The birthday party itself is never a huge deal. He has friends at school but we don’t really do playdates or anything yet. We invite grandparents and aunts/uncles/cousins, and our parties usually top out at 12 people – mostly adults. It’s always in the afternoon, post-nap, with snacks and cupcakes for the guests. I hate stressing over hosting major dinners and parties, so I like keeping them minimal. Napkins for the snacks, candy, and cupcakes, cups for punch, and that’s about it. Two hours of togetherness is perfect for kids the ages we have (about-to-be-4, 5, and 8) and they can play outside if it’s not rainy.

His party is right around the corner, and now that’s he’s older I’m eager to see how he will open the gifts on his own (he still had trouble last year) and thank the givers without prompting.

home life

Donating

Getting rid of clutter is great – your house looks clean, you realize it’s WAY bigger than it seemed with all that unnecessary junk, and you can appreciate what you have.

When I unpacked my storage shed after six months of traveling, I was astonished at how much stuff I had. I’d previously downsized, had garage sales, and given away stuff, but I still had so much. I was moving into a 2 bedroom duplex, but I still had too much stuff. Moving from that duplex into a studio apartment meant I had even more to give away.

I took so many clothes, trinkets, and household items to Goodwill. I support them because they give jobs to people with disabilities, and I’m passionate about that. There is some discrepancies with their salaries and mark ups, so I’m kind of torn on the whole issue.

I give books, music, and movies to the library. They have a used bookstore, and sometimes donated books even make it into the library’s collections. I don’t really know how much music and movies sell or circulate with everything available online, but I would rather give it to them since it’s something kind of specific. When I donate, I try to think about who needs the stuff and could use it best, and give them first dibs. If the library doesn’t want something, they can donate it elsewhere or recycle it.

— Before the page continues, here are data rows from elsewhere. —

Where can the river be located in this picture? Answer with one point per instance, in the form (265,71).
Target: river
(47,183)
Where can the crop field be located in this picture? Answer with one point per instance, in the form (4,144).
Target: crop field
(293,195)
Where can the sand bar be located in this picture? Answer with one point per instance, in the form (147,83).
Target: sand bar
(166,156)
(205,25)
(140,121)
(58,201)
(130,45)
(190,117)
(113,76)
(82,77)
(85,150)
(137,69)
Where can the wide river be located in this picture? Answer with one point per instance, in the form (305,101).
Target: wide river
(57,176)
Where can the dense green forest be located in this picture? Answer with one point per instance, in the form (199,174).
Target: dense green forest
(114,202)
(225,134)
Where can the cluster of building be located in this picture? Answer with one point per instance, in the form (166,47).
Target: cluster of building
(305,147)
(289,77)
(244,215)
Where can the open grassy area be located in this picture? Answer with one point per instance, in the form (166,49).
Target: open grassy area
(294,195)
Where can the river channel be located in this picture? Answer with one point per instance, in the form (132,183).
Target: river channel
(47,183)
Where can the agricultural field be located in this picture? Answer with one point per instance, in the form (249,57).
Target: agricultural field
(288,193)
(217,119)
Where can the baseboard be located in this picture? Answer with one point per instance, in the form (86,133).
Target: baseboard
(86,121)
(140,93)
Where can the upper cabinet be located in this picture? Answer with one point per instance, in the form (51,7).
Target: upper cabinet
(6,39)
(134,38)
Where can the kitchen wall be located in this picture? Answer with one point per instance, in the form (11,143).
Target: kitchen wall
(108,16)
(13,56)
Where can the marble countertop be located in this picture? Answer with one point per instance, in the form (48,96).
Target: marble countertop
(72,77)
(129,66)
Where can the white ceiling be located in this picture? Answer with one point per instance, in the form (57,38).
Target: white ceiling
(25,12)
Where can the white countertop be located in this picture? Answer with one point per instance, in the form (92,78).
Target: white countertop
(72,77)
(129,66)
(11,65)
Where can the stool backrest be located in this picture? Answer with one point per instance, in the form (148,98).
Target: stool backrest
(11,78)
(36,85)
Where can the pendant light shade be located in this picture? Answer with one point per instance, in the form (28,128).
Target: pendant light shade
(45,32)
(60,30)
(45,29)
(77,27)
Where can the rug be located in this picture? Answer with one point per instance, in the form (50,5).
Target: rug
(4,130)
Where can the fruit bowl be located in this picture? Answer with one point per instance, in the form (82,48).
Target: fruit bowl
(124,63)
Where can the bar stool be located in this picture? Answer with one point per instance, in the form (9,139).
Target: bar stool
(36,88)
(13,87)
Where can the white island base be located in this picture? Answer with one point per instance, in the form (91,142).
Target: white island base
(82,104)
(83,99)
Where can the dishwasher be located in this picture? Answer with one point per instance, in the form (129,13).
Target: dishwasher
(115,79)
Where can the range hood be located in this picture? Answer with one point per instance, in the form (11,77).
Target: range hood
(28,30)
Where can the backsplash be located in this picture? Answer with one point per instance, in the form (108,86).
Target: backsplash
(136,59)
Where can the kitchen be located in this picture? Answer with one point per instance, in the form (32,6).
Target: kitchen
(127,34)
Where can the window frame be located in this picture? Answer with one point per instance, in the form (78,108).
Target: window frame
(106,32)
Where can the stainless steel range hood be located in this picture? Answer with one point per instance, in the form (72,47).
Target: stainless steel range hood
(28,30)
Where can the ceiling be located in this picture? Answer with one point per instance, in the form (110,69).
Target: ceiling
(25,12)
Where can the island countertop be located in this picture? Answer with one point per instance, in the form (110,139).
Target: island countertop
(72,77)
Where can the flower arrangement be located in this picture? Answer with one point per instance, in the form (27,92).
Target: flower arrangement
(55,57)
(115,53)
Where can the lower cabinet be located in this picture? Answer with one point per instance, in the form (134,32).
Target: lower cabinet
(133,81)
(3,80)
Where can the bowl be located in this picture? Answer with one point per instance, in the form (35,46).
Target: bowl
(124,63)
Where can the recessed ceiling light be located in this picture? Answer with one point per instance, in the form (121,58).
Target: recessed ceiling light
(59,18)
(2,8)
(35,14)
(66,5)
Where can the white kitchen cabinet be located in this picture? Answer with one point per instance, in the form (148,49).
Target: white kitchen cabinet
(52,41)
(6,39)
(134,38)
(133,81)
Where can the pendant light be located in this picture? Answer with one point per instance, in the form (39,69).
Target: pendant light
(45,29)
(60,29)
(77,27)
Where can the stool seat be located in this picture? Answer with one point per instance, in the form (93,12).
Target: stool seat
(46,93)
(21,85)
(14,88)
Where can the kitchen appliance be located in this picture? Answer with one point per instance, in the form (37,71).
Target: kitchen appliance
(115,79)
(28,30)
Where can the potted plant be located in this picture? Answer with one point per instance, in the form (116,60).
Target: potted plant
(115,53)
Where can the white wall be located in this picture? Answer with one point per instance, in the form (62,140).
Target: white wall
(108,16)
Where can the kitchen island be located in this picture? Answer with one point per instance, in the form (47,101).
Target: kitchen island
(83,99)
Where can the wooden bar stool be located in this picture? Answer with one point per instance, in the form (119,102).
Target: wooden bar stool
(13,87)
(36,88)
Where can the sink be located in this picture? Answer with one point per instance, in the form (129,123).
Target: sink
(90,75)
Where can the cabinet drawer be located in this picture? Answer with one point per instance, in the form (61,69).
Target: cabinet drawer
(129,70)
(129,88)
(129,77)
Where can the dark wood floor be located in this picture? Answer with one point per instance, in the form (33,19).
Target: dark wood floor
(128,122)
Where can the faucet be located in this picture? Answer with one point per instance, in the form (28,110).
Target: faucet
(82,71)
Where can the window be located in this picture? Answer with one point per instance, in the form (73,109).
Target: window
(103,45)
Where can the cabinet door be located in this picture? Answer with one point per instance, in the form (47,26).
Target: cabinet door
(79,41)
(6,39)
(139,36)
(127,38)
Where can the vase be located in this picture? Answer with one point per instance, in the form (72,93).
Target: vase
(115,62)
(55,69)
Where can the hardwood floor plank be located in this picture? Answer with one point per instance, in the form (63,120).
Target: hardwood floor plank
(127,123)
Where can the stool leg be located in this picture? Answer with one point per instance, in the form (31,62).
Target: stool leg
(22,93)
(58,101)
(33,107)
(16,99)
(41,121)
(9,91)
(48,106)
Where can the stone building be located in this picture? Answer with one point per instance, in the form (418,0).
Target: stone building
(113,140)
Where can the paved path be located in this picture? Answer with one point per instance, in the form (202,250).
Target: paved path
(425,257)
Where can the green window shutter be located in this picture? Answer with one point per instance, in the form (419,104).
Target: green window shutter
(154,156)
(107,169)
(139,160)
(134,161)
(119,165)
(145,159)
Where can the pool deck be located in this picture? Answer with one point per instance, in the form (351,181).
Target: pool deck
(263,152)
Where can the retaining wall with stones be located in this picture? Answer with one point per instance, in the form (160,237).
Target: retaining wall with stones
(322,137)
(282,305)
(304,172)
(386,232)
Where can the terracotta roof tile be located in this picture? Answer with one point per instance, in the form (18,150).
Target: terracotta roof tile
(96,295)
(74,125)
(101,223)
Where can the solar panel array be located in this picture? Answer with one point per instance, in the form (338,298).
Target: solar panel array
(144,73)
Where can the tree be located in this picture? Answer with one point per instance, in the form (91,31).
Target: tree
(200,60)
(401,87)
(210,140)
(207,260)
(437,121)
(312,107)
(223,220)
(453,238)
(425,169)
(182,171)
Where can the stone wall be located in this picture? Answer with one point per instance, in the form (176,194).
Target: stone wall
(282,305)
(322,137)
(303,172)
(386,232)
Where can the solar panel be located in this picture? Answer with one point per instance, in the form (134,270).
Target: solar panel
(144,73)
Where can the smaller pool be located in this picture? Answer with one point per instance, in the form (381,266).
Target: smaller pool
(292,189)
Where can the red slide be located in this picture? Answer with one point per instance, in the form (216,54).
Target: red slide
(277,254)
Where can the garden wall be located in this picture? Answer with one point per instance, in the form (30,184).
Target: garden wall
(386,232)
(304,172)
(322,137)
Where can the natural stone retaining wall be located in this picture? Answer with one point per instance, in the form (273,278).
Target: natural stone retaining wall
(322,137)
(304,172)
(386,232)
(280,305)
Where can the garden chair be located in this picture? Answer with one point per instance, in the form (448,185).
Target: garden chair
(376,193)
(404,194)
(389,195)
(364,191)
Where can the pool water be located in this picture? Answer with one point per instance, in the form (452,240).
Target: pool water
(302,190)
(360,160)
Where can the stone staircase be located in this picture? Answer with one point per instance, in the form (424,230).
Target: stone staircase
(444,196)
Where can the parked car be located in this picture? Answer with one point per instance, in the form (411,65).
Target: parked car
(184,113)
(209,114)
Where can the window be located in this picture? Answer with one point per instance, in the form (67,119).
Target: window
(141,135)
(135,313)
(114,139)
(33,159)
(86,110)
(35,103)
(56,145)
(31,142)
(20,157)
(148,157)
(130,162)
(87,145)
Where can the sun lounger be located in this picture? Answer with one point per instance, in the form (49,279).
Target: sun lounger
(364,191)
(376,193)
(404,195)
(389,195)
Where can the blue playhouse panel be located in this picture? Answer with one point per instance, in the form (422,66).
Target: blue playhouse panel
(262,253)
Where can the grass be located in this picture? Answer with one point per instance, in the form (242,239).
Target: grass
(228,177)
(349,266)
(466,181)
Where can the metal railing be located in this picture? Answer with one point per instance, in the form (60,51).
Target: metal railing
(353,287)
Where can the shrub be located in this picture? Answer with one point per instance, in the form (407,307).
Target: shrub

I recently started giving pretty much everything to Catholic Charities – they give donations away for FREE to people who need it! That’s what I’m talking about. They prefer clothes and household items, so I donate our clothes, jewelry, bags, and kids’ toys. I recently got a new set of pots and pans so I gave them my old ones and they were thrilled! A family had asked about kitchen stuff the day before – I hope they came back and got it! The last time I donated, a family was there looking through things. They took a few of my son’s old toys and it made us so happy to see the kids smile.

I love taking my son with me when I donate so he sees what’s happening and what it means. He sees me taking bags and boxes to the car and asks “Are we donating?” He loves picking out toys he doesn’t play with anymore to donate. I hope that spirit stays with him as he gets older.